Ma si tratta solo di una parte della risposta, poiché l’altra ragione della sua crisi e disattivazione è l’irruzione del fuori nel sempre più ristretto mondo umano, irruzione che si manifesta sia negli sconvolgimenti ecosistemici, sia nella potenza della tecnologia, e che è stata storicamente anticipata dalla demolizione prima teologica e poi scientifica di ogni idea di finitudine cosmologica delle sfere85. Nel primo volume della sua trilogia Sloterdijk annota infatti:

L’uomo è da ogni parte sormontato da mostruose esteriorità che fanno soffiare su di lui il gelo delle stelle e una complessità extra umana. La vecchia natura dell’homo sapiens non è capace di far fronte a queste provocazioni lanciate dall’esterno. La ricerca e la presa di coscienza hanno trasformato l’essere umano in un idiota del Cosmo86.

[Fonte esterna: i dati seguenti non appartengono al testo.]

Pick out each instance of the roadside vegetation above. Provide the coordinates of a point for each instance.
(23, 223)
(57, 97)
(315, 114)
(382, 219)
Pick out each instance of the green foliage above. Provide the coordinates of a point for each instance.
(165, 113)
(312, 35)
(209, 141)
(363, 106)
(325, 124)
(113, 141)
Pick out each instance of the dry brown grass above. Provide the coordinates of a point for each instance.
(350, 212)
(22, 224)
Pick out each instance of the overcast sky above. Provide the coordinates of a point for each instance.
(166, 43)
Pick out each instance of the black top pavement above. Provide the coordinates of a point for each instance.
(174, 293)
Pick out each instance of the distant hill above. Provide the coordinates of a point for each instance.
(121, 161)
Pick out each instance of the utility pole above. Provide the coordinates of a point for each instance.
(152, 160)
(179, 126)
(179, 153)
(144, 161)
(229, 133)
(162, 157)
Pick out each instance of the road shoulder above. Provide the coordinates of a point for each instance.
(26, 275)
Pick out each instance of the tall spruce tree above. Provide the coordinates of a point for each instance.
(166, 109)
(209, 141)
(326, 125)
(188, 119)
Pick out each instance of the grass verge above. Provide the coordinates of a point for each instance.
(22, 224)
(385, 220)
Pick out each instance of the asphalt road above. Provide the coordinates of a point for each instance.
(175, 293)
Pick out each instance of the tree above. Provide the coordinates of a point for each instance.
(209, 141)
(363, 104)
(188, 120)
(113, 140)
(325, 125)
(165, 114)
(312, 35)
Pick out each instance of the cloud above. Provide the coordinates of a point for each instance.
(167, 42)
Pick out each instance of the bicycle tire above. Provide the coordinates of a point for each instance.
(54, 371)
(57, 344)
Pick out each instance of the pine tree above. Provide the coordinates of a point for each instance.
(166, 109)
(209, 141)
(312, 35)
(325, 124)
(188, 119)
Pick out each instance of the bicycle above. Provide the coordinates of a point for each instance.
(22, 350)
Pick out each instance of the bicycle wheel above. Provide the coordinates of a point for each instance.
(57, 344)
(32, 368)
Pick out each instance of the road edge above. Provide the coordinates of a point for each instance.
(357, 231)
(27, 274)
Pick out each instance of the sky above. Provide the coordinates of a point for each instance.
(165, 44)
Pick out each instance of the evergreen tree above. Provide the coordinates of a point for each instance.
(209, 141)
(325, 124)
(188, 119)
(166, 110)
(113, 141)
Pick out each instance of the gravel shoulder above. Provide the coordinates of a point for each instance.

La trasposizione di questo fuori in-umano nel dentro delle sfere umane, sembra dirci Sloterdijk, non è più possibile. Bisognerà inventare nuove strategie di sopravvivenza della storia umana alla mostruosità del fuori. Strategie che non siano reattive e, quindi, illusorie.

85 Id., Sfere II, cit., pp. 502 sgg.; cfr. A. Koyré, Dal mondo chiuso all’universo infinito, Feltrinelli, Milano 1988. 86 P. Sloterdijk, Sfere I, cit., p. 77.